Farmers explained that the purchase of hyperspectral sensors entails relatively high costs, which is one of the reasons why buying a sensor for practical applications has not been considered so far. Practical applications are becoming increasingly feasible, however, as sensor costs have dropped considerably in recent years (Zubler & Yoon, 2020). According to Stuart et al., (2020), prices for hyperspectral sensors can range between approximately 35,000 € and 116,000 €. The experts suggested that less expensive sensors of less than 20,000 € have already proven successful in detecting fungal infections in heather plants (Ruett et al., 2022). For the simulation, a wide range of price scenarios was covered using a range between 18,000 € and 100,000 € (see supplementary materials). Nevertheless, the initial sensor investment does not seem to have a strong impact on the outcome of the UseSensor decision according to the VIP score results (Fig. 5). Contrary to initial assumptions, the initial investment to buy a sensor had the lowest VIP among variables in the UseSensor model, with an EVPI value of zero indicating that this was not an important uncertainty in the decision-making process.

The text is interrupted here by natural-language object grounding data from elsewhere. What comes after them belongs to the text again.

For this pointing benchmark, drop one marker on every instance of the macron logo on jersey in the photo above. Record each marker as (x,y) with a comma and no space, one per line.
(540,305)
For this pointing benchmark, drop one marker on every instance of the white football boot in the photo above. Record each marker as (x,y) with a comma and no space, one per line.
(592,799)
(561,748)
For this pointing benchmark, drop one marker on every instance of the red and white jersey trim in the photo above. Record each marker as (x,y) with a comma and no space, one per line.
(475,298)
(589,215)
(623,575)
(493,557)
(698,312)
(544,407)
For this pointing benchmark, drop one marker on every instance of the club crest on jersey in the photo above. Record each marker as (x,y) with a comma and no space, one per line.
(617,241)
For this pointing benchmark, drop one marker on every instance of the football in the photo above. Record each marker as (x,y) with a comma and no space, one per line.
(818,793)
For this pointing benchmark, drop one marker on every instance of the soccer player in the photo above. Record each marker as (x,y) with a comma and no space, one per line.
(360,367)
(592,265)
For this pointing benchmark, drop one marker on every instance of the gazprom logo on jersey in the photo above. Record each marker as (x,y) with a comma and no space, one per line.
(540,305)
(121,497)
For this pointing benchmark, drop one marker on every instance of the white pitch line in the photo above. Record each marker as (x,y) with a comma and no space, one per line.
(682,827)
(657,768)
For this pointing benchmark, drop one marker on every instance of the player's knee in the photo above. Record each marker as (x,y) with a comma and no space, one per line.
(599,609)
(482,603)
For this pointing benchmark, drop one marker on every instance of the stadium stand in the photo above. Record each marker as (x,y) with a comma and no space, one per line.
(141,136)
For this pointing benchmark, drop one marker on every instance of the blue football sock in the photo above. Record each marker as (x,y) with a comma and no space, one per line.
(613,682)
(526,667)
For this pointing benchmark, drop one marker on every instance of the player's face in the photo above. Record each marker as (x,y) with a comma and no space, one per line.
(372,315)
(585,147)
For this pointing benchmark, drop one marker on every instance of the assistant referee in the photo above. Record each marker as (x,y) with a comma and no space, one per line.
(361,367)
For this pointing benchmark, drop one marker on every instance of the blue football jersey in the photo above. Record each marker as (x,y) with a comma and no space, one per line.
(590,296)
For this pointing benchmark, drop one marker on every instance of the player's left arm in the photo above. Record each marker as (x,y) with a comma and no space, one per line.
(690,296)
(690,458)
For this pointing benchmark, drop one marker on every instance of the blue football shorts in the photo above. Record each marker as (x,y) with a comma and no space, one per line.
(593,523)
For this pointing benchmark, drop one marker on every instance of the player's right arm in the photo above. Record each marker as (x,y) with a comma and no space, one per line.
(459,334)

The labor cost of performing sensor measurements represents the variable that is mainly responsible for the high chance of negative outcomes for the UseSensor decision. A lower workload might increase the likelihood of the Sensor strategy generating net benefits. Using sensor-based monitoring in ornamental heather production does not appear recommendable based on the current state of knowledge.

Conclusion and overall recommendation

Heather cultivation is an ornamental plant production system where farmers are exposed to risks and uncertainties that hamper the implementation of new strategies. Decision Analysis approaches and analysis of expected utility were used in this study to evaluate what types of farmers (risk-averse or risk-taking) are willing to implement the simulated monitoring strategies in practice, considering existing risks and uncertainties. Analysis of expected utility showed that more intensive visual monitoring is attractive to risk-taking farmers aiming to increase the chance of upside outcomes. Although results suggest that heather farmers are risk-takers, the risk-averse group of heather farmers would be more likely to stick with the occasional-monitoring strategy that is currently practiced. The use of sensor-based monitoring with hyperspectral imaging currently appears to be inhibited by high labor costs associated with sensor measurements. Further research into practical application of sensors should focus on the impact of sensor-based monitoring on the number of marketable plants. In this study detailed management recommendations were formulated for farmers in heather cultivation, a production system in which little research has been conducted so far. The recommendations are based on current knowledge of calibrated experts and allow customized advice to be given to farmers according to their individual risk preferences. This research makes an important contribution to precision agriculture by supporting farmers’ decision management, taking into account the overall variability of what might happen in the heather production system as new disease control strategies are applied. This research approach can be used for the analysis of other agricultural systems to provide farmers in data-scarce production systems with concrete recommendations, accounting for uncertainties and risks.